In Nigeria, GDP whether positive or negative at any given period will always remain a statistical number if the qualitative aspect of the people’s welfare is not factored in to measure any progress.
What use is the GDP figure if the health sector of the economy is in a deplorable situation and citizens are daily dying of preventable diseases and the managers of the economy (who do not have faith in the sector) are going abroad on medical tourism for even minor ailments? What is hospital per capita in the country? What is the ratio of doctors to patients?
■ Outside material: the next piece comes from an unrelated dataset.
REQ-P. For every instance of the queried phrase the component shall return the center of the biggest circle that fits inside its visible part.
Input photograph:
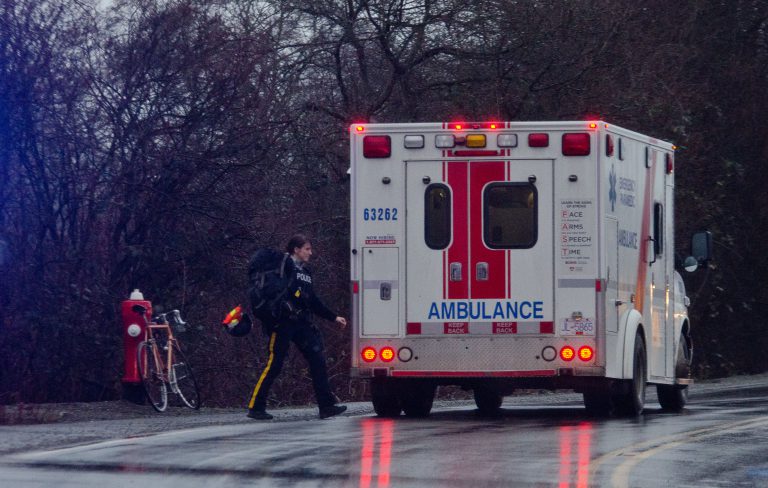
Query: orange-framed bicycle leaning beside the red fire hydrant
(162, 364)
The same foregoing measurement can be extended to the education sector. Why is the sector perennially in a comatose situation that no top-ranking public servant has his child in a public school? Why are private educational institutions thriving compared to their public counterparts? Why are lecturers in public institutions perennially on strikes? What is school per capita in Nigeria? What is the ratio of lecturer to student population in a typical public tertiary institution in Nigeria?
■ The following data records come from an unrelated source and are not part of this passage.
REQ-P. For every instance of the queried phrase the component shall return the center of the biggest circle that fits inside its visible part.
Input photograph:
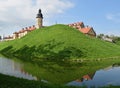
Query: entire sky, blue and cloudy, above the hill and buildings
(102, 15)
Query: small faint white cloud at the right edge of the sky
(114, 17)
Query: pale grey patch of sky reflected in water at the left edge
(12, 68)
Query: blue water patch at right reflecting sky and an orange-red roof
(103, 77)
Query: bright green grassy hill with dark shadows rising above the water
(59, 42)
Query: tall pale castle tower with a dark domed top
(39, 19)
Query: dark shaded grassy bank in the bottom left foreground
(12, 82)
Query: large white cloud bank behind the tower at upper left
(14, 13)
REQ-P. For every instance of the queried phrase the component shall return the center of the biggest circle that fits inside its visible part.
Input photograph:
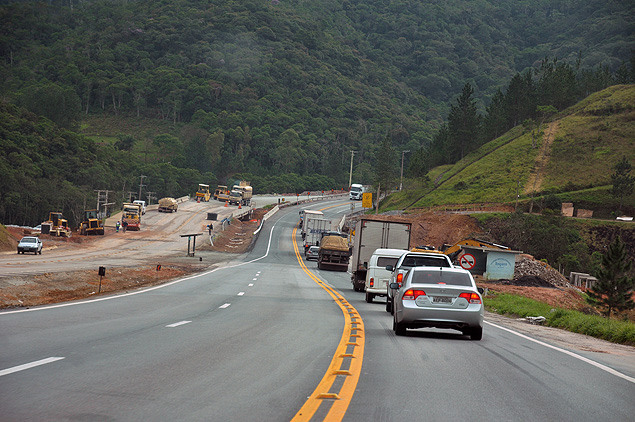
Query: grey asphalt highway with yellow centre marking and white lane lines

What is the level of development in terms of transportation in Nigeria? How are the rails, roads, airports and seaports developed? How many avoidable deaths have been recorded on the roads? How many man hours are daily lost on the roads? What is rail per capita in Nigeria? The list is indeed endless!
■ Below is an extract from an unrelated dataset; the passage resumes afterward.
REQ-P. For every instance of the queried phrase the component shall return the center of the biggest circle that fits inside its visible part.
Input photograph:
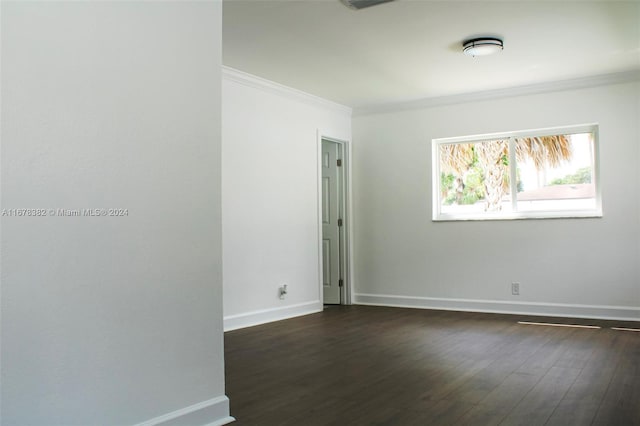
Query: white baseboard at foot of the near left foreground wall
(213, 412)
Electricity that has been associated with modern civilization, where is Nigeria in the scheme of things in the sector? A country with about 200 million citizens is always in a celebratory mood whenever 7,000 megawatts of electricity are generated. Don’t ask about the distribution side of it! Yet industries are expected to blossom under that situation and generate employment.
Housing sector is yet another one up for interrogation. Many figures have been bandied about the housing deficit in Nigeria. One thing is however, certain: it runs into millions. Even those that have accommodation: how decent? What is room per capita?
Employment is another important index. Where the rate of unemployment is daily soaring, what use is a positive GDP to the economy? Those that are employed: how gainfully employed are they? What job satisfaction do they derive? Are they actually employed or under employed?
What is the level of security enjoyed by the citizenry? No day passes without one report or another of killings either by insurgents or armed militias. What use is positive GDP if Nigerians cannot feel secure as to move around in the country, not to talk of having their two eyes closed while asleep?
If political liberties of Nigerians are abridged or the authorities lack civic engagement with the citizens as per government policies, what will a robust GDP figure do to assuage life satisfaction of the citizens?
Based on the foregoing, it is therefore hardly surprising that a lot of countries have treated the concept of GDP as an economic metric with caution and have gone beyond it via other dimensions. For example, New Zealand has a “wellbeing” metric. It has developed a budget based on it rather than on GDP to align public spending with broader objectives. In 2013, the Organisation of Economic Cooperation and Development (OECD) better life index was published. In 1990, Mahbub Ul Haq, a Pakistani economist at the United Nations introduced the Human Development Index (HDI). The HDI is a composite index of life expectancy at birth, adult literacy rate and standard of living measured as a logarithmic function of GDP, adjusted to purchasing power parity.
Nigeria based on its intrinsic idiosyncrasies needs to develop its own metric of measuring real development beyond GDP which as a quantitative index is concerned primarily with economic growth whereas development encompasses growth plus.
Dr. Okolo is a Chartered Stockbroker and Management Consultant based in Lagos.